Update STAGE_D.md: manual SMEM addressing blocked on layout mapping

This commit is contained in:
2026-05-23 19:22:28 +00:00
parent 060cea5d0f
commit 5b6a4fbef9

View File

@@ -778,15 +778,22 @@ The following are real potential wins but go beyond what the V4 paper explicitly
**Decision:** Manual SMEM addressing it is. Abandon `make_tiled_copy_C` entirely.
**Approach:**
1. Get thread's position in QK C-fragment partition
2. Compute which P values this thread owns (range in QK C-fragment space)
3. For each P value, compute destination SMEM address in PV A-operand layout
4. Write P values to computed SMEM addresses
**Status:** STUCK — Manual addressing harder than expected due to CuTeDSL JIT constraints.
**Implementation Plan:**
- Use `cute.coord` to get thread's logical coordinates in QK C-fragment partition
- Compute mapping: (thread_coord, element_idx) → SMEM_offset
- Write via `sP[smem_offset] = p_value`
**Problems Encountered:**
1. `cute.coord` doesn't exist — can't get thread's logical coordinates
2. Array indexing requires compile-time constants or vectorized loops
3. Layouts are completely different:
- TMEM P layout: `((128,128),1,1):((65536,1),0,0)`
- SMEM P layout: `((128,16),1,(4,2),1):((64,1),0,(16,8192),0)`
4. No clear mapping from TMEM coordinates to SMEM coordinates
**Expected Complexity:** Few hours.
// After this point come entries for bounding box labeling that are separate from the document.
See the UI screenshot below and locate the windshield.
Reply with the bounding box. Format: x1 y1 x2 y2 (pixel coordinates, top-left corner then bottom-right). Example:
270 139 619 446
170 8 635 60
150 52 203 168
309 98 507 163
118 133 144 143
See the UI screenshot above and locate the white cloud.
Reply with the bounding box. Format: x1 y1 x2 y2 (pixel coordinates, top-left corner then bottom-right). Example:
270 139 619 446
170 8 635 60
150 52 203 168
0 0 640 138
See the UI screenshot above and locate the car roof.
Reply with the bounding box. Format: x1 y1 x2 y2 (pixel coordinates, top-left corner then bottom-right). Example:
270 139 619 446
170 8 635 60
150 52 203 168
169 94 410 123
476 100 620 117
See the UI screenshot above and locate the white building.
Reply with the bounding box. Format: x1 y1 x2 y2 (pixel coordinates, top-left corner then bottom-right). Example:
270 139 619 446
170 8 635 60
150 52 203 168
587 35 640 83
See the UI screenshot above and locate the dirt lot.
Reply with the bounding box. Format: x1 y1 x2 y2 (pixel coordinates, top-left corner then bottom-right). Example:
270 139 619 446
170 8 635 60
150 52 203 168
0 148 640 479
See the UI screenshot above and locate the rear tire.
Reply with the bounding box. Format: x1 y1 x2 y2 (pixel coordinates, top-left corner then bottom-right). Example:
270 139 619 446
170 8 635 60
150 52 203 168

Need to understand QK C-fragment layout and PV A-operand SMEM layout coordinate systems.
**Root Issue:** Manual layout conversion in CuTeDSL requires understanding coordinate systems and offset computation, which is complex without proper documentation/examples.
**Options:**
1. Continue trying to implement manual conversion (high risk, time-consuming)
2. Find existing example of layout conversion in codebase
3. Ask for more specific guidance on coordinate mapping
4. Try different approach: make PV read from TMEM with different layout
**Blocked:** Need coordinate mapping formula or example.